My other favourite: Tenfingerz and Famous Artist Sebastian Berto's Fast Fashun. It is probably one of my favourite things I've ever been to really. A tonne of clothing waste was refashioned by participants into outfits for runway shows. You could watch the shows or be a part of it. It was like being on Project Runway, but actually it was so much more than that. Tenfingerz's events are unique. Maybe people say this all time about other people – and it's possible I've said this about Tenfingerz in another year's what I loved – but I don't think there is anyone else that does what Tenfingerz does.
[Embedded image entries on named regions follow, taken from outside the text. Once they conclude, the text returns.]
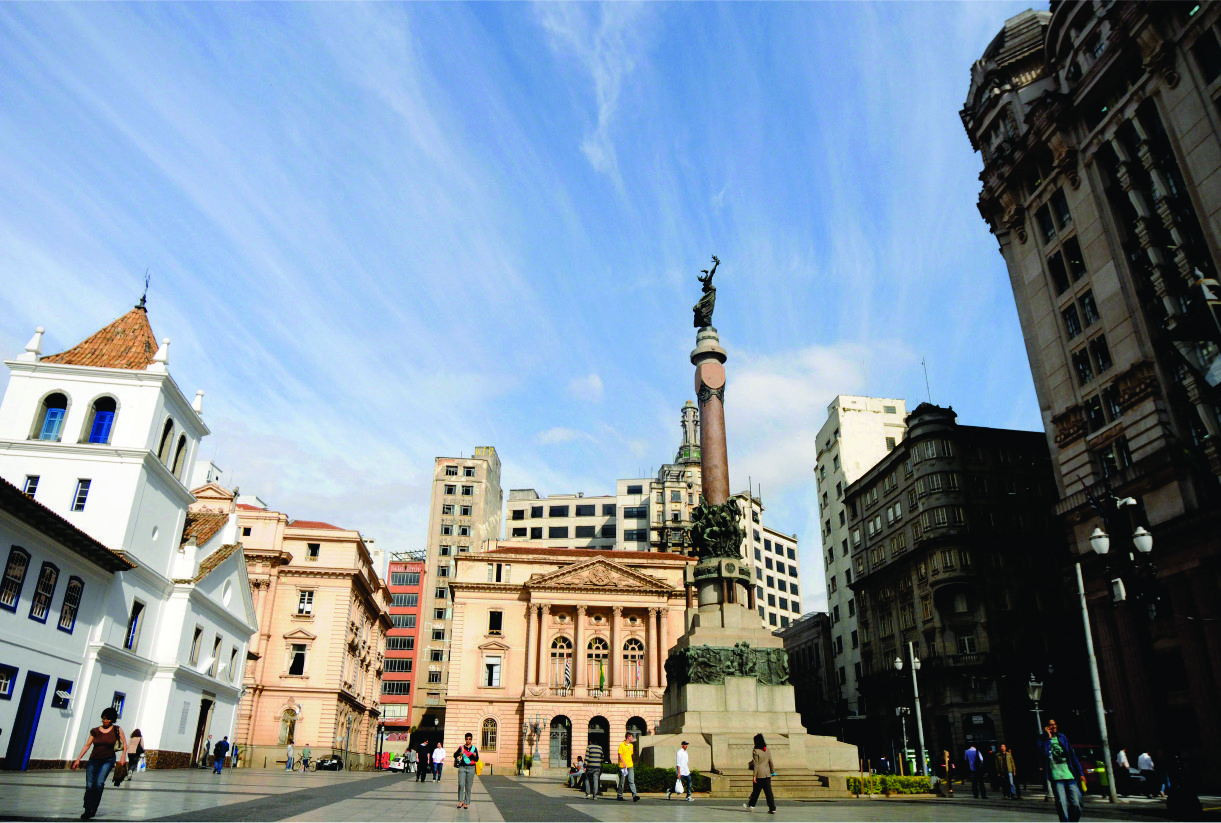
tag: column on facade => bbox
[657,608,670,689]
[607,606,623,687]
[538,603,551,686]
[645,607,657,689]
[526,603,538,686]
[573,604,585,687]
And this event was really special. I guess it's so special because it feels very powerful to become a part of a community and accomplish something together. And help each other and cheer each other. Gee, the more I think about it, the more impressive it was. And the fun! I had so much fun! It's SO. FUCKING. NICE. TO. HAVE. FUN. Also, I made a skirt out of a handbag and felt like a genius, which is also very nice. And I discovered my love of the bonnet. AND I have used skills that I learned at Fast Fashun after it ended, which maybe matters more. It affected the way I live my life.
Incredible.
Oh also. Mecha – Festival of Experimental Art was such a joy.
Looking forward to in 2020.
Fast Fashun 2.0.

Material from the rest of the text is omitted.